Aussichtsreiche Depotwerte

Frage: Können Sie unseren Lesern kurz zwei aussichtsreiche Depotwerte näher vorstellen?

Maydorn: Earthlink ist der drittgrößte Internet-Provider in den USA hinter AOL und Microsoft. Das ist ein klassisches Beispiel, dass Internet-Aktien heute nicht mehr teuer sein müssen, das KGV liegt bei etwa 20, bei einem erwarteten Gewinnwachstum von 40-50 Prozent. Ein Drittel der Marktkapitalisierung ist durch Cash abgedeckt. Das Potenzial ist vergleichbar mit T-Online, wobei T-Online im Vergleich dazu bockteuer ist. Man geht jetzt auf Breitbandzugänge, die deutlich margenträchtiger sind. Airspan Networks macht Technologie für drahtlose Internet-Zugänge im Long-Distance-Bereich. Sie können dann drahtlos im Internet surfen, über mehrere Kilometer hinweg - was natürlich hochinteressant ist für Regionen mit schwacher Infrastruktur wie China oder Südamerika.

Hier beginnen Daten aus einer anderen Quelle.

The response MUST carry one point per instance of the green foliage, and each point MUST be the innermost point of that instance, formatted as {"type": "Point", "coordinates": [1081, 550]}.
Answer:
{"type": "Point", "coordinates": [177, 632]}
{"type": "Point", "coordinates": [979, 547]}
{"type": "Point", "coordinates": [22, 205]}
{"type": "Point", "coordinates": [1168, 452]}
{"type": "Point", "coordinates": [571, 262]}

Frage: Was halten Sie von dem derzeit sehr populären drahtlosen Einstieg ins Netz per Hot Spots?

Maydorn: Davon halte ich sehr viel. Ich habe relativ viele Aktien, die damit viel zu tun haben. Diese Wireless-Geschichte war schon einmal vor drei bis vier Jahren in der Fantasie eine Riesensache. Dann ist das ganze aber in der Vision steckengeblieben. Jetzt aber hat man hier richtig Fuß gefasst. Es gibt auch in der Branche schon viele Firmen, die schon Gewinne erzielen. In den USA hat mittlerweile fast jeder Starbucks-Laden einen Hot Spot.

Frage: Und welche Werte halten Sie aus diesem Bereich?

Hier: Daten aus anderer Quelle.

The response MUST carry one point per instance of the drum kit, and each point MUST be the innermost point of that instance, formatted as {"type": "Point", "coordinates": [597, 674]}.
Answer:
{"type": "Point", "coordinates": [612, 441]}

Maydorn: Ich suche hier Pure-Players. Netopia beispielsweise ist ein Anbieter von Hard Ware, wie Antennen für die Hot Spots. Sierra Wireless wäre hier noch zu nennen, die die kleinen Einsteckkarten für die Notebooks herstellen.

Frage: 56 Prozent der deutschen Erwachsenen und sogar 77 Prozent der Besserverdienenden in Deutschland sind bereits online. Das große Wachstum scheint hier Vergangenheit zu sein. Sehen Sie noch Wachstumspotenziale rund ums Internet?

Der zweite Boom am Aktienmarkt

Maydorn: Ja, absolut. Es gibt ja eine Entwicklungskurve von neuen Produkten. Aktien erreichen in der Regel die vorläufigen Höchststände, wenn ein neues Produkt oder eine Dienstleistung eine Marktdurchdringung zwischen 10-20 Prozent hat. Und dann gibt es in der Regel bei einer Durchdringung von 50 Prozent einen Shakeout, wenn klar wird, dass die ursprünglichen Prognosen nicht erfüllt werden können. Und dann gibt es den Durchdringungsboom. Das ist genau die Phase, in der wir jetzt sind, in der das Internet von einer Marktdurchdringung von 50 Prozent auf bis 90 Prozent und mehr kommt. Und in genau der Phase gibt es am Aktienmarkt den zweiten Boom. Und dieser wird vom Niveau her deutlich höher sein, als der erste. Allerdings sind auch deutlich weniger Firmen beteiligt. Das gab es bei der Eisenbahn, beim Automobil, beim PC und jetzt beim Internet.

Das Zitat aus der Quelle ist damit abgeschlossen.